Sejak kasus ini dilaporkan ke Polres Jombang pada tanggal 29 Oktober 2019 dengan No. LPB/392/X/RES/1.24/2019/JATIM/RES.JBG membutuhkan waktu lebih dari dua tahun penyidikan sebelum kemudian ditingkatkan ke tingkat penuntutan.

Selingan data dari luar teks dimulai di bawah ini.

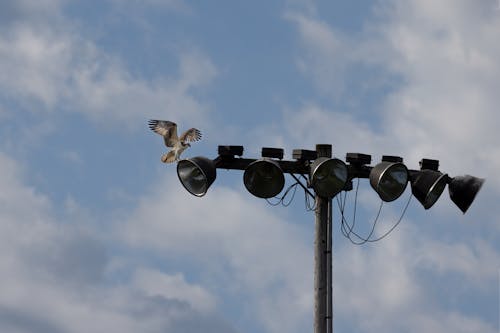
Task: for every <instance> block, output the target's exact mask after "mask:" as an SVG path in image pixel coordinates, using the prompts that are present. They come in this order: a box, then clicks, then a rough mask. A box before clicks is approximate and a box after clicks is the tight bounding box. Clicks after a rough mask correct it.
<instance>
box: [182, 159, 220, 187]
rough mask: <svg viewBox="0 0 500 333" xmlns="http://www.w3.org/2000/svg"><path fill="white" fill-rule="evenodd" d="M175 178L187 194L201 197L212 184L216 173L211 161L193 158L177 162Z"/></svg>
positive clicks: (208, 159)
mask: <svg viewBox="0 0 500 333" xmlns="http://www.w3.org/2000/svg"><path fill="white" fill-rule="evenodd" d="M177 176H178V177H179V180H180V181H181V184H182V185H183V186H184V188H185V189H186V190H188V192H189V193H191V194H192V195H195V196H197V197H202V196H204V195H205V193H207V191H208V188H209V187H210V185H212V183H213V182H214V180H215V177H216V171H215V166H214V164H213V161H211V160H209V159H207V158H204V157H194V158H192V159H186V160H181V161H179V163H178V164H177Z"/></svg>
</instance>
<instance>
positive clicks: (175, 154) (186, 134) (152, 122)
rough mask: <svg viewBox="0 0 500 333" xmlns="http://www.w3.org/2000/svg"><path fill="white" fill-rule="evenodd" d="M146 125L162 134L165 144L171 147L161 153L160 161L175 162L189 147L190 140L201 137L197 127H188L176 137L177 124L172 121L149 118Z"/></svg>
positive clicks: (195, 139)
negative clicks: (164, 140) (183, 131)
mask: <svg viewBox="0 0 500 333" xmlns="http://www.w3.org/2000/svg"><path fill="white" fill-rule="evenodd" d="M148 125H149V128H150V129H151V130H152V131H153V132H155V133H157V134H159V135H161V136H163V139H164V140H165V146H167V147H169V148H172V149H171V150H170V151H169V152H167V153H166V154H163V155H162V157H161V161H162V162H163V163H172V162H177V161H178V160H179V158H180V157H181V154H182V152H183V151H184V150H186V149H187V148H188V147H191V144H190V142H194V141H199V140H200V139H201V132H200V130H198V129H197V128H190V129H188V130H187V131H185V132H184V133H182V135H181V136H180V137H178V136H177V124H176V123H174V122H172V121H168V120H156V119H151V120H149V122H148Z"/></svg>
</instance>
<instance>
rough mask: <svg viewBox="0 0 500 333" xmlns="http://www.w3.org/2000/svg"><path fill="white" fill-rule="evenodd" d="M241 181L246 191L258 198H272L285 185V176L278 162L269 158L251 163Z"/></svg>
mask: <svg viewBox="0 0 500 333" xmlns="http://www.w3.org/2000/svg"><path fill="white" fill-rule="evenodd" d="M243 183H244V184H245V187H246V188H247V190H248V192H250V193H252V194H253V195H255V196H256V197H259V198H264V199H267V198H272V197H274V196H276V195H278V193H280V192H281V190H282V189H283V186H285V176H284V175H283V171H282V170H281V168H280V166H279V164H278V163H277V162H276V161H274V160H271V159H267V158H264V159H261V160H257V161H255V162H253V163H251V164H250V165H249V166H248V167H247V168H246V170H245V173H244V174H243Z"/></svg>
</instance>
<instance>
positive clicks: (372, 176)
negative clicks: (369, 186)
mask: <svg viewBox="0 0 500 333" xmlns="http://www.w3.org/2000/svg"><path fill="white" fill-rule="evenodd" d="M370 184H371V186H372V187H373V189H374V190H375V191H376V192H377V193H378V195H379V196H380V198H381V199H382V200H383V201H386V202H390V201H394V200H396V199H397V198H399V197H400V196H401V194H403V192H404V191H405V189H406V185H407V184H408V169H407V168H406V166H405V165H404V164H402V163H393V162H381V163H379V164H377V165H376V166H375V167H373V169H372V171H371V172H370Z"/></svg>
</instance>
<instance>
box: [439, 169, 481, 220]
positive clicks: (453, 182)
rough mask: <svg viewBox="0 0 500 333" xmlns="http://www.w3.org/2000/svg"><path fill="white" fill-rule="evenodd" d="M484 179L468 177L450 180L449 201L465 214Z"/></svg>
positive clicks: (449, 183) (448, 189)
mask: <svg viewBox="0 0 500 333" xmlns="http://www.w3.org/2000/svg"><path fill="white" fill-rule="evenodd" d="M483 183H484V178H477V177H474V176H470V175H465V176H458V177H454V178H451V179H450V180H449V184H448V190H449V192H450V199H451V201H453V202H454V203H455V205H457V206H458V208H460V210H461V211H462V212H463V213H464V214H465V212H466V211H467V209H469V207H470V205H471V204H472V201H474V198H475V197H476V195H477V193H478V192H479V190H480V189H481V187H482V186H483Z"/></svg>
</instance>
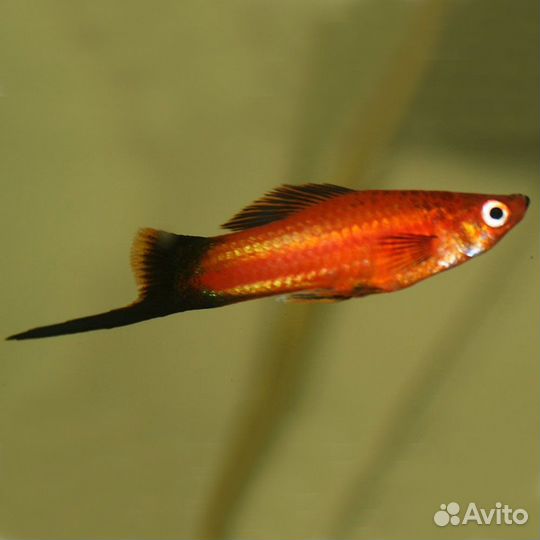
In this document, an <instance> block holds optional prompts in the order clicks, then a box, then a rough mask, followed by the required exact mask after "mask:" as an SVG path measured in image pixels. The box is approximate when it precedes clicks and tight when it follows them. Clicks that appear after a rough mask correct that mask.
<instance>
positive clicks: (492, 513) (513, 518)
mask: <svg viewBox="0 0 540 540" xmlns="http://www.w3.org/2000/svg"><path fill="white" fill-rule="evenodd" d="M439 508H440V509H439V510H437V512H435V514H434V516H433V521H434V522H435V525H438V526H439V527H446V525H448V524H450V525H468V524H469V523H476V524H477V525H523V524H525V523H527V520H528V519H529V514H528V513H527V510H524V509H523V508H516V509H515V510H514V509H512V508H511V507H510V506H509V505H507V504H504V505H503V503H501V502H496V503H495V506H494V507H493V508H489V509H486V508H479V507H478V506H477V505H476V503H474V502H470V503H469V504H468V505H467V509H466V510H465V513H464V514H463V517H460V515H459V513H460V510H461V507H460V506H459V503H457V502H450V503H448V504H441V505H440V507H439Z"/></svg>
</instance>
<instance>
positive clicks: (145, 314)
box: [7, 229, 211, 340]
mask: <svg viewBox="0 0 540 540" xmlns="http://www.w3.org/2000/svg"><path fill="white" fill-rule="evenodd" d="M209 242H210V241H209V240H208V239H207V238H204V237H200V236H182V235H177V234H172V233H168V232H165V231H158V230H156V229H141V230H140V231H139V233H138V235H137V236H136V238H135V241H134V243H133V249H132V255H131V264H132V267H133V271H134V273H135V278H136V280H137V284H138V287H139V298H138V300H136V301H135V302H134V303H133V304H131V305H129V306H125V307H121V308H118V309H113V310H112V311H107V312H105V313H99V314H97V315H89V316H87V317H80V318H77V319H72V320H69V321H66V322H62V323H57V324H51V325H48V326H40V327H38V328H33V329H31V330H27V331H26V332H21V333H19V334H14V335H12V336H9V337H8V338H7V339H8V340H22V339H35V338H43V337H51V336H60V335H63V334H75V333H79V332H89V331H91V330H100V329H104V328H115V327H118V326H126V325H128V324H134V323H137V322H141V321H145V320H148V319H154V318H156V317H163V316H165V315H170V314H171V313H176V312H179V311H186V310H189V309H197V308H201V307H211V306H207V305H203V304H201V295H200V294H199V293H198V291H196V290H193V287H192V285H191V283H190V278H191V277H192V275H193V272H194V271H195V270H196V269H197V267H198V264H199V261H200V259H201V257H202V255H203V254H204V253H205V252H206V250H207V249H208V246H209Z"/></svg>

Hal ini terkait dengan perspektif aparat penegak hukum dalam memaknai 'kekerasan' dan 'ancaman kekerasan', kesalahan penulisan hasil visum dan barang bukti yang dimintakan telah hilang HP. Kasus ini berkembang pula dengan terjadinya tindak penganiayaan, ancaman kekerasan pada seorang Perempuan Pembela HAM (PPHAM) yang tergabung dalam Front Santri Melawan Kekerasan Seksual (FSMKS) pada 9 Mei 2021. Peristiwa penganiayaan tersebut adalah salah satu akibat dari penundaan berlarut terhadap penanganan kasus kekerasan seksual serta pada ketidakpastian hukum, impunitas pelaku kekerasan seksual, dan risiko pelanggaran hukum yang berkelanjutan.

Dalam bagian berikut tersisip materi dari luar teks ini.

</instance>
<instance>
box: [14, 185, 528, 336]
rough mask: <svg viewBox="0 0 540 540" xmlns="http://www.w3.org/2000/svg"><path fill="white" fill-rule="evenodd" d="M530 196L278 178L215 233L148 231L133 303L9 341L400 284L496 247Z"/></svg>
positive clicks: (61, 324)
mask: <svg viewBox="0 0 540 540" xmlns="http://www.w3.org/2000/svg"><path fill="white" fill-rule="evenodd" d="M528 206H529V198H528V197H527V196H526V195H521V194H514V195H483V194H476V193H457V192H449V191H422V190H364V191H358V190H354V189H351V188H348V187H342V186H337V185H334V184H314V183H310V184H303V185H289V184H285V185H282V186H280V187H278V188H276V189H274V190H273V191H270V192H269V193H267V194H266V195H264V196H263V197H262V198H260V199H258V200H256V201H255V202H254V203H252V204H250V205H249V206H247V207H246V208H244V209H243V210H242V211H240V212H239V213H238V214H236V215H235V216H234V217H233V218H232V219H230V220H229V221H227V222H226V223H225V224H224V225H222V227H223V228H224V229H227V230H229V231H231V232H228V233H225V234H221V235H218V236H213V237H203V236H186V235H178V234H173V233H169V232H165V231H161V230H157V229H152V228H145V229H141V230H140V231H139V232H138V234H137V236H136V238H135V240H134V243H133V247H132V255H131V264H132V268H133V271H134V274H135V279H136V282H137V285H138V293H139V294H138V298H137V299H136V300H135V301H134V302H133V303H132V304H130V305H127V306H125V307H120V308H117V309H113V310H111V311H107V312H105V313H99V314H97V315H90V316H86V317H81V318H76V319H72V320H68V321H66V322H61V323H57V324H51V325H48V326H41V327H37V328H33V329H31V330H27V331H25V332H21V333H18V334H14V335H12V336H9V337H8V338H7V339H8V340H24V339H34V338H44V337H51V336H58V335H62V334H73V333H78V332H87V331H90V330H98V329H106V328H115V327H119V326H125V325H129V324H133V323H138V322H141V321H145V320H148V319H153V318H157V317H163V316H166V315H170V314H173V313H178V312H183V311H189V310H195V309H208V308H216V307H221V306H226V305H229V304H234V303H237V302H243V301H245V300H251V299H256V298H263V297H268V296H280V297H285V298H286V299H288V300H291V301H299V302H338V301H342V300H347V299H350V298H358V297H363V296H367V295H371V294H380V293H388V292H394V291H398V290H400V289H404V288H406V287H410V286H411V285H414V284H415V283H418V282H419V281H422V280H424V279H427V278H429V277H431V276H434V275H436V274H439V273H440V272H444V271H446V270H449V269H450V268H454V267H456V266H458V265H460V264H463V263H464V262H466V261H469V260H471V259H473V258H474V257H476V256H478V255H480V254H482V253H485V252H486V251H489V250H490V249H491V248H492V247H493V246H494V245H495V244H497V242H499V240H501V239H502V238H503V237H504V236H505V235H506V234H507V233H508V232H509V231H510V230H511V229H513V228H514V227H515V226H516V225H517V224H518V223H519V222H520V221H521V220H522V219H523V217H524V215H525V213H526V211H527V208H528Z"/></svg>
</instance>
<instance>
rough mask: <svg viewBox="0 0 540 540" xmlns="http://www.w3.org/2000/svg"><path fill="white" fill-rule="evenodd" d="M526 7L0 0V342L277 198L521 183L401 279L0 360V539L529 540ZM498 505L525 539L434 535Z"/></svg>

Sejak Januari 2020, sebanyak 7 saksi dan/atau korban untuk kasus Kekerasan Seksual dan 4 saksi dan/atau korban untuk kasus penganiayaan pada saksi telah diberi perlindungan oleh LPSK. Program perlindungan yang diberikan adalah Pemenuhan Hak Prosedural, yaitu pendampingan dalam setiap tahapan penyelidikan, penyidikan dan pemeriksaan saksi baik untuk kasus Kekerasan Seksual dan Penganiayaan, serta rehabilitasi psikologis untuk kasus Penganiayaan.

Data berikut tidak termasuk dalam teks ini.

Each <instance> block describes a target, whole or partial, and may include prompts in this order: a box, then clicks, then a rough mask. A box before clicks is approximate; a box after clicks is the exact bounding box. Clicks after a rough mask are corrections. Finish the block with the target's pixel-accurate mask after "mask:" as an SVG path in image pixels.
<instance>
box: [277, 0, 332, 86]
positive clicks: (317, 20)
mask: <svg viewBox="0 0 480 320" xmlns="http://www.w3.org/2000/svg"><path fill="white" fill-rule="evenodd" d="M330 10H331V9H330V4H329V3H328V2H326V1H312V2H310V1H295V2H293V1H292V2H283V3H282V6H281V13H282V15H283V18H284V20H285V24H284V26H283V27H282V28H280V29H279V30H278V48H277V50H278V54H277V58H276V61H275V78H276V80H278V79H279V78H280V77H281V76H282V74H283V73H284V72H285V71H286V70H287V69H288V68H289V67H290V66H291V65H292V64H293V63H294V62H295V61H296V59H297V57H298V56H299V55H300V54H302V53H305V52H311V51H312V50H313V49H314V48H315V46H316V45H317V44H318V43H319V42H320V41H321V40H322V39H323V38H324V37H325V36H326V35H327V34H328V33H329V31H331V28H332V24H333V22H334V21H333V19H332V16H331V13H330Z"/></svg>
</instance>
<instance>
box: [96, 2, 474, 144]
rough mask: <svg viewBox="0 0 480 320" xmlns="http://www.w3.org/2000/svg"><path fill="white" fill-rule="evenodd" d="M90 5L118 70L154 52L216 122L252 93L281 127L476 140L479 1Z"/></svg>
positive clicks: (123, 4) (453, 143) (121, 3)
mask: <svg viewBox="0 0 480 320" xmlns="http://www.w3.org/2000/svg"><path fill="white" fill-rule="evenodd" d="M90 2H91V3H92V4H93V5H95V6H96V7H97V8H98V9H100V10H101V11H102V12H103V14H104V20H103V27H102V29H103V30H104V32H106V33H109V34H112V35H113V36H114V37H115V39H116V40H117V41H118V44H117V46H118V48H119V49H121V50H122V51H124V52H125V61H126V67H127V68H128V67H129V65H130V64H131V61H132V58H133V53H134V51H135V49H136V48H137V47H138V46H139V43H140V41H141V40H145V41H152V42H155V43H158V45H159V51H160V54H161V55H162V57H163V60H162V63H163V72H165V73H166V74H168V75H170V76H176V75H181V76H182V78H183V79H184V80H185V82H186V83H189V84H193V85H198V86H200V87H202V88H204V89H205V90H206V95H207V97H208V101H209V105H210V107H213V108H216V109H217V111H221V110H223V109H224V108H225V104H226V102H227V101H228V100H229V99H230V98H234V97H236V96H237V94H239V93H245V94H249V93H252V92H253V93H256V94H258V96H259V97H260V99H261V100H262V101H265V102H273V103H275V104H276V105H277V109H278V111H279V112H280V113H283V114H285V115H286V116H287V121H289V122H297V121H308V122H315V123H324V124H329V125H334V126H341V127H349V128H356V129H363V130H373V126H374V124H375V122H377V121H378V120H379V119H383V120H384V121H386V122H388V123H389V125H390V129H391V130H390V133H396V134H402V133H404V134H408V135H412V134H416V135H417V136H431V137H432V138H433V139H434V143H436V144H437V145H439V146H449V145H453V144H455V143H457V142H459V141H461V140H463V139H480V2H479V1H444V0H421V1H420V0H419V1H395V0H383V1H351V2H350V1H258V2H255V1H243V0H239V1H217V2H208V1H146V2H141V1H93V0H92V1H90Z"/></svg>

Atas kasus ini, Komnas Perempuan, Lembaga Perlindungan Saksi Korban (LPSK), Ombudsman Republik Indonesia (ORI) dan Komisi Kepolisian Nasional (Kompolnas) telah melakukan pemantauan dan berkoordinasi dengan berbagai pihak untuk memastikan pemenuhan hak atas keadilan, perlindungan dan pemulihan korban sesuai tugas, pokok dan fungsi masing-masing lembaga. Dengan telah diterimanya berkas perkara ini oleh Kejaksaan, kami menyampaikan hal-hal sebagai berikut:
-
Mengapresiasi keberanian dan kekukuhan saksi dan/atau korban dan pendamping dalam menyuarakan dan mengklaim keadilannya melalui sistem peradilan pidana;
-
Mengapresiasi Kepolisian Polda Jawa Timur yang tidak kenal lelah mengumpulkan bukti-bukti sesuai petunjuk Jaksa dan terbuka untuk berkoordinasi dengan berbagai pihak untuk membuat terang dugaan kekerasan seksual ini;
-
MengapresiasiJaksaAgungdanJaksaAgungMudaTindakPidanaUmum yang memberikan perhatian terhadap penanganan kasus ini;
-
Merekomendasikan Jaksa Penuntut Umum (JPU) mengimplementasikan Pedoman Nomor 1 Tahun 2021 tentang Akses Keadilan bagi Perempuan dan Anak dalam Penanganan Perkara Pidana dalam menuntut kasus ini;
-
Kementerian PPA yang memberikan layanan rujukan akhir melalui penyediaan ahli yang membantu terangnya kasus ini dan berkoordinasi dengan Jaksa Agung;
-
Merekomendasikan DPR RI dan Pemerintah untuk segera membahas dan mengesahkan RUU TPKS agar hukum acara penanganan kasus kekerasan seksual yang meliputi (1) pelaporan, penyidikan, penuntutan dan pemeriksaan di pengadilan; (2) hak-hak korban atas penanganan, perlindungan dan pemulihan; (3) Larangan mempidanakan atau menggugat saksi dan/atau korban kekerasan seksual; dan (4) perluasan sistem pembuktian kasus kekerasan seksual, agar dapat dipenuhi secara sistematis dan terlembaga;
- Lembaga pengawas dan lembaga non struktural akan mengembangkan pola kerja sama dan koordinasi dalam merespon kasus kasus kekerasan terhadap perempuan berdasarkan tupoksinya/wewenang masing masing.